さよなら、片思い【完】

浮き輪にプカプカ浮かんだり、みんなで水中ビーチバレーや、


小さいながらもスライダーがあったりと、


一通り泳いで疲れたわたしはプールサイドにある椅子でみんなが遊んでいるのを眺めていた。


由香里さんと仁奈さんがふたりで水鉄砲を大志くんに向かってかけていて、杉田くんはそれを手を叩きながらゲラゲラ笑いながら見ている。


あれ?……上原くんがいない。


さっきまでみんなと一緒にいたのに。


「唯」


名前を呼ばれて振り向くと上原くんは一度プールから出たのか何か手にしてやってきた。


「これ、着て」


「ラッシュパーカー?」


渡されたのはプールや海で着られるラッシュパーカー。


「俺のだからでかいけど」


「なんで?」


「……。

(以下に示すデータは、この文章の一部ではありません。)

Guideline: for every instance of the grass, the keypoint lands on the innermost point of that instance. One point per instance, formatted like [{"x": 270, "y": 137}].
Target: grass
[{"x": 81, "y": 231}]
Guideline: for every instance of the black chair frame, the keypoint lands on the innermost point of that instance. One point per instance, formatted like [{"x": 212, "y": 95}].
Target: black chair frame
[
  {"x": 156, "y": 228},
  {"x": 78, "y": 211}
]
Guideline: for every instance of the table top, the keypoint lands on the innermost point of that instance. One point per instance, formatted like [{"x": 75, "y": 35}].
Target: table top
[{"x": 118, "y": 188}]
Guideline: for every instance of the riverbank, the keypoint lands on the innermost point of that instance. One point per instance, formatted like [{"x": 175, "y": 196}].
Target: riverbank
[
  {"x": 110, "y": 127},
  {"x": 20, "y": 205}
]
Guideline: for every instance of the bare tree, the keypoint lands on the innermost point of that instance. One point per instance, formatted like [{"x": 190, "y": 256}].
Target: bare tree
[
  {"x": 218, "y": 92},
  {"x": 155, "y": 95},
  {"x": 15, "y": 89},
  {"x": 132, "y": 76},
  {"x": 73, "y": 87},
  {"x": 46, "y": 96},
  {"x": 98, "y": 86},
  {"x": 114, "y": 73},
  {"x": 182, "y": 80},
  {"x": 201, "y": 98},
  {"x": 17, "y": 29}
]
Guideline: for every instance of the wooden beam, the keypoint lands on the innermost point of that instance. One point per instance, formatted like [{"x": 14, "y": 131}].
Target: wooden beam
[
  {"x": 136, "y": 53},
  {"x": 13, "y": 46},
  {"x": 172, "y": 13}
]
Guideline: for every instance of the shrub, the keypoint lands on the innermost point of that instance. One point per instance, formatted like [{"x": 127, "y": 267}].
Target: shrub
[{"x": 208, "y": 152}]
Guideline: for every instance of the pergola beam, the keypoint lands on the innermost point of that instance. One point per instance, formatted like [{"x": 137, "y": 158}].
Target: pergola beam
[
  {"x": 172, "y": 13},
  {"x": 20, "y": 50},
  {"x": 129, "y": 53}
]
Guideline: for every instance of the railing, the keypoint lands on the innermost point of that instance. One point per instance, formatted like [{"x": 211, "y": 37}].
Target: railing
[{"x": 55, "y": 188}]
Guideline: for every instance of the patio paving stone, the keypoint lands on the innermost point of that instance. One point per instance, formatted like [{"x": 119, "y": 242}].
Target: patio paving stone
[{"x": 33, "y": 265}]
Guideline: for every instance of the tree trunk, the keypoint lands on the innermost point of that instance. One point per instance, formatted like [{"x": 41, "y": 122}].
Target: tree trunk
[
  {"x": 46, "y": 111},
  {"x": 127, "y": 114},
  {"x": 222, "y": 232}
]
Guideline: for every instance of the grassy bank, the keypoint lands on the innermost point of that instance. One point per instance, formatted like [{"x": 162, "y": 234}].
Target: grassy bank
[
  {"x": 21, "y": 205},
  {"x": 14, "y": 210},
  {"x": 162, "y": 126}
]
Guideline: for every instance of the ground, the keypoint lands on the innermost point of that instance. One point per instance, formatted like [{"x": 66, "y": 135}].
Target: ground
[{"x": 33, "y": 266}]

日に焼けたら後々大変だろ?早く、着て」


「ありがとう、上原くん」


パーカーを受け取り袖を通すと、上原くんは満足そうに笑った。


そして上原くんもわたしの隣に座り、ふたりで他のみんなが遊んでいるのを見ていた。


「みんな、仲が良いんだね」


「ん?あぁ、もうほとんど腐れ縁みたいなものだけど」


「みんな高校のときからの友達なの?」


「いや。充は幼稚園から。大志が小学校のときに転校してきて、仁奈が中学、由香里と律が高校のときから一緒にツルんでる」


「羨ましいなぁ…」


「羨ましい?煩いだけだよ?」


そう言って上原くんは苦笑いをするけど、でも嫌がってないことくらいわかる。